A saúde é uma das coisas que as pessoas mais valorizam em suas vidas e também traz muitos outros benefícios, incluindo mais acesso à educação e ao mercado de trabalho, aumento da produtividade e bem-estar, menores custos com assistência médica, boas relações sociais e, claro, uma vida mais longa. 

Expectativa de Vida

A expectativa de vida é a medida de saúde mais amplamente utilizada, embora considere apenas a duração da vida das pessoas e não a qualidade de vida. Os países da OCDE apresentaram ganhos significativos na expectativa de vida nos últimos 50 anos. Em média, a expectativa de vida ao nascer nos países da OCDE chega a 80 anos, apresentando um aumento de mais de 10 anos desde 1960. As mulheres vivem por volta de seis anos a mais que os homens, com uma média de 83 anos versus 77 anos para os homens. Os países da OCDE com maior expectativa de vida são Japão, Itália, Espanha, e Suíça, com uma média de 83 anos. No outro extremo, a expectativa de vida entre os países da OCDE é a mais baixa no México e Hungria, com uma expectativa por volta dos 75 anos. A expectativa de vida no Brasil, Letônia, Rússia, e África do Sul é de 75 anos, 74 anos, 71 anos, e 57 anos, respectivamente.

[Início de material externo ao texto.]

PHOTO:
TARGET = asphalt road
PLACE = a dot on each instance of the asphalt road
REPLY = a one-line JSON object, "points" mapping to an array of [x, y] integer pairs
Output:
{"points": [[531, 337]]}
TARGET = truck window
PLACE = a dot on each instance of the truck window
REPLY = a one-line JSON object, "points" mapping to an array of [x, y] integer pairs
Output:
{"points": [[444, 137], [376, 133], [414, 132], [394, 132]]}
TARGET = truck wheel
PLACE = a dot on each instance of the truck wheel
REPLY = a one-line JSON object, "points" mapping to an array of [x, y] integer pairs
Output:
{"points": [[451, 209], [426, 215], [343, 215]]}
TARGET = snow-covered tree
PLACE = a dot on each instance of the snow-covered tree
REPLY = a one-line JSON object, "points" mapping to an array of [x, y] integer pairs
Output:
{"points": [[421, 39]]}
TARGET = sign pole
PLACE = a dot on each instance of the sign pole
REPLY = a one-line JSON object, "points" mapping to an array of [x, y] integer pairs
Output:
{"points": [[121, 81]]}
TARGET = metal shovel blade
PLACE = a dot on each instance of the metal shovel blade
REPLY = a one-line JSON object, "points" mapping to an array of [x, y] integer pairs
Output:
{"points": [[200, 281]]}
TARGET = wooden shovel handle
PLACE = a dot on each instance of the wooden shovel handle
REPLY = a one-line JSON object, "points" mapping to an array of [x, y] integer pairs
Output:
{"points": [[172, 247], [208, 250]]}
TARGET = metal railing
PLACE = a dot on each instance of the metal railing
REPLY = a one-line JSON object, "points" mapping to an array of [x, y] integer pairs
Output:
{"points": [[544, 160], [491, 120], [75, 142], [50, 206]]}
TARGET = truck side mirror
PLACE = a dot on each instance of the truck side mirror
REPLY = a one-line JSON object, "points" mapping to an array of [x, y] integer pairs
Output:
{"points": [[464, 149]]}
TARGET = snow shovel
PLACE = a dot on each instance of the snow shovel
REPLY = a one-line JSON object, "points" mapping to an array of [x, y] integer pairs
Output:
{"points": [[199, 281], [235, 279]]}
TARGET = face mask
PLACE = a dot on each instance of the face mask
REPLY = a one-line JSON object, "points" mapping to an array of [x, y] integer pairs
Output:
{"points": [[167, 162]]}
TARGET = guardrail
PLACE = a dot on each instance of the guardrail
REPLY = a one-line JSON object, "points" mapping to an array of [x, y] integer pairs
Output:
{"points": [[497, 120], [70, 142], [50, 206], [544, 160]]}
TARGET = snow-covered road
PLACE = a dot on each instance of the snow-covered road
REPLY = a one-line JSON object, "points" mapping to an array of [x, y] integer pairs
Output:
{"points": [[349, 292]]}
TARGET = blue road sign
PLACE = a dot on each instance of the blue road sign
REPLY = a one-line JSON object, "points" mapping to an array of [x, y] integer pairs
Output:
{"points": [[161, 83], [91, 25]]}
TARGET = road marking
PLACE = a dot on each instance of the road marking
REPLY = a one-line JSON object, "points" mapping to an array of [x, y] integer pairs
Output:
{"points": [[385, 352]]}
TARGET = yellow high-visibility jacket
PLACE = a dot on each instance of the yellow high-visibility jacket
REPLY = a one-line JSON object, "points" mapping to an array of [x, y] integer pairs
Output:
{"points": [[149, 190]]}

Uma recente análise da OCDE sugere que o aumento dos gastos com assistência médica tenha contribuído para o aumento na expectativa de vida, mas outros determinantes, como padrão de vida mais alto, melhorias ambientais, mudanças no estilo de vida e educação também são determinantes importantes. Considerados em conjunto, esses fatores explicam muitas das diferenças entre os países no que diz respeito à expectativa de vida, e também de mudanças ao longo do tempo. Progresso na condição de saúde da população e na expectativa de vida pode ser alcançado com maior ênfase na saúde pública e na prevenção de doenças, especialmente entre os grupos menos favorecidos, além da melhoria da qualidade e do desempenho dos sistemas de saúde.

Doenças crônicas (não transmissíveis), incluindo câncer, doenças cardiovasculares, condições respiratórias crônicas e diabetes, são, atualmente, as principais causas de invalidez e morte nos países da OCDE. Muitas dessas doenças são evitáveis, pois estão relacionadas a estilos de vida. Pessoas não fumantes, que bebem socialmente, que praticam exercícios, que adotam uma dieta balanceada e que não estão acima do peso ou obesas possuem risco muito menor de morte precoce do que aquelas que possuem hábitos não saudáveis.

Condição de saúde auto relatada

A maior parte dos países da OCDE realiza pesquisas regulares de saúde que permitem que os participantes relatem diferentes aspectos de sua saúde. A pergunta mais comum “Como está a sua saúde?” é uma forma de coletar dados sobre a condição de saúde avaliada pelo próprio indivíduo. Apesar da natureza subjetiva da pergunta, considera-se que as respostas recebidas sejam bons prognosticadores do uso futuro de assistência médica por parte dos indivíduos. Na OCDE, cerca de 69% da população adulta diz que sua saúde é “boa” ou “muito boa”. Na Nova Zelândia 90% dos adultos relatam boa saúde; ao passo que no Japão, na Coreia e em Portugal menos de 50% das pessoas classificam sua saúde como “boa” ou “muito boa”. Fatores culturais podem afetar as respostas a esta pergunta tão ampla sobre a condição de saúde.

Os homens têm uma tendência maior a relatar boa saúde do que as mulheres, sendo a média na OCDE de 71% dos homens relatando saúde “boa” ou “muito boa” contra 67% das mulheres. Essa diferença é a maior no Chile, Coreia, e em Portugal. Idade e condição social também têm impacto nas respostas. De forma não surpreendente, as pessoas mais velhas relatam menos saúde, assim como as desempregadas ou as que possuem menor grau de instrução ou renda. Cerca de 71% dos adultos com renda líquida na faixa das 20% maiores rendas nos países da OCDE classificam sua saúde como “boa” ou “muito boa”, comparado a cerca de 55% dos adultos com renda líquida na faixa das 20% menores rendas.